Tuning Guide for BERT-Based AI Inference with Intel® Advanced Matrix Extensions with 4th Generation Intel® Xeon® Scalable Processors

author-image

By

Introduction

This guide is for users who are already familiar with the BERT model. It provides recommendations for configuring hardware and software that provide the best performance in most situations. However, note that we rely on the users to carefully consider these settings for their specific scenarios, since the workload can be deployed in multiple ways.

In this tuning guide, we use the Light Model Transformer as main optimization tool. Light Model Transformer is a lightweight software tool that transforms a trained TensorFlow* model into C++ code. The generated code is based on Intel® Math Kernel Library for Deep Neural Networks (Intel® MKL-DNN) and provides interface to do inference without any framework, intent to accelerate the inference performance.

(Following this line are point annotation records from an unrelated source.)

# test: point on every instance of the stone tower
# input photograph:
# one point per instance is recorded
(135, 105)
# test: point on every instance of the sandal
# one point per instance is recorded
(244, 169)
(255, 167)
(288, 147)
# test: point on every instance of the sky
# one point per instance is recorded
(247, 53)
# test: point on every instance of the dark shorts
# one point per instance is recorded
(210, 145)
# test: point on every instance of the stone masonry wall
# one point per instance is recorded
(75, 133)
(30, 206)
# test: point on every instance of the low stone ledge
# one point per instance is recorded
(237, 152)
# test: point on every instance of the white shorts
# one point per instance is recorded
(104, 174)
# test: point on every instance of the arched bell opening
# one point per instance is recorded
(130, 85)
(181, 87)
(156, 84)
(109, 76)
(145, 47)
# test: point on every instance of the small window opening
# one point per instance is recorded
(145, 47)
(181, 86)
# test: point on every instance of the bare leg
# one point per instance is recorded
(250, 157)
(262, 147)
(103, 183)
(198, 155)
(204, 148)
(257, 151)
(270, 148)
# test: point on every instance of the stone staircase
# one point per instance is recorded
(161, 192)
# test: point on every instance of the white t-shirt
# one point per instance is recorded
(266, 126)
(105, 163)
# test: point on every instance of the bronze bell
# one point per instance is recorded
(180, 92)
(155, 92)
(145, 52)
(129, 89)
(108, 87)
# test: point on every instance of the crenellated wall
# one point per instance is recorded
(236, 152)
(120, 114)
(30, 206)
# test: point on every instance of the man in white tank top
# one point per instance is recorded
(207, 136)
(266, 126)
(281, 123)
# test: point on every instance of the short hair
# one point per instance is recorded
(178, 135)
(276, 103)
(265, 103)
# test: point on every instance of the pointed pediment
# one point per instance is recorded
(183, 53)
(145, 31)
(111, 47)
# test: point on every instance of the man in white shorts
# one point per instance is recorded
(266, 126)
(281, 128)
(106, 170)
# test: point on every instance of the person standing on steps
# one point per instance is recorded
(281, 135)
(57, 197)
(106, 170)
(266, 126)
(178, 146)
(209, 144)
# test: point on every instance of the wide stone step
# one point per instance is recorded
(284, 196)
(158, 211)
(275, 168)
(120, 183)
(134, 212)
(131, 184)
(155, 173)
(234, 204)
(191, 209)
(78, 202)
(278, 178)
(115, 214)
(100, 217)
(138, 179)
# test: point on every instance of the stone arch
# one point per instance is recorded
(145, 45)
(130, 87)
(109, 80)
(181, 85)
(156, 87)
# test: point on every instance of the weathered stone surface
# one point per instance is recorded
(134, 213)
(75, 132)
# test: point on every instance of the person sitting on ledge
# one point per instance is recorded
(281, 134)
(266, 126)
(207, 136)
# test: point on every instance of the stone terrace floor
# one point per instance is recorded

4th generation Intel® Xeon® Scalable processors deliver workload-optimized performance with built-in acceleration for AI, encryption, HPC, storage, database systems, and networking. They feature unique security technologies to help protect data on-premises or in the cloud.
 

  • New built-in accelerators for AI, HPC, networking, security, storage and analytics
  • Intel® Ultra Path Interconnect (Intel® UPI)
  • Intel® Speed Select
  • Hardware-enhanced security
  • New flex bus I/O interface (PCIe* 5.0 and CXL)
  • New flexible I/O interface up to 20 high-speed I/O (HSIO) lanes (PCI 3.0)
  • Increased I/O bandwidth with PCIe 5.0 (up to 80 lanes)
  • Increased memory bandwidth with DDR5
  • Increased multisocket bandwidth with Intel UPI 2.0 (up to 16 GT/s)
  • Support for Intel® Optane™ PMem 300 series

Intel® Advanced Matrix Extensions (Intel® AMX) architecture is shown in Figure 1.

Figure 1.

Tiles are two-dimensional registers, and Tile Matrix Multiply Unite (TMUL) is an accelerator, which carries out operations on the tiles. Specifically, TMUL is a grid of fused multiply-add units that can read and write tiles. TMUL reads from two source tiles, multiplies their values in a systolic pattern, and adds the result into a destination tile.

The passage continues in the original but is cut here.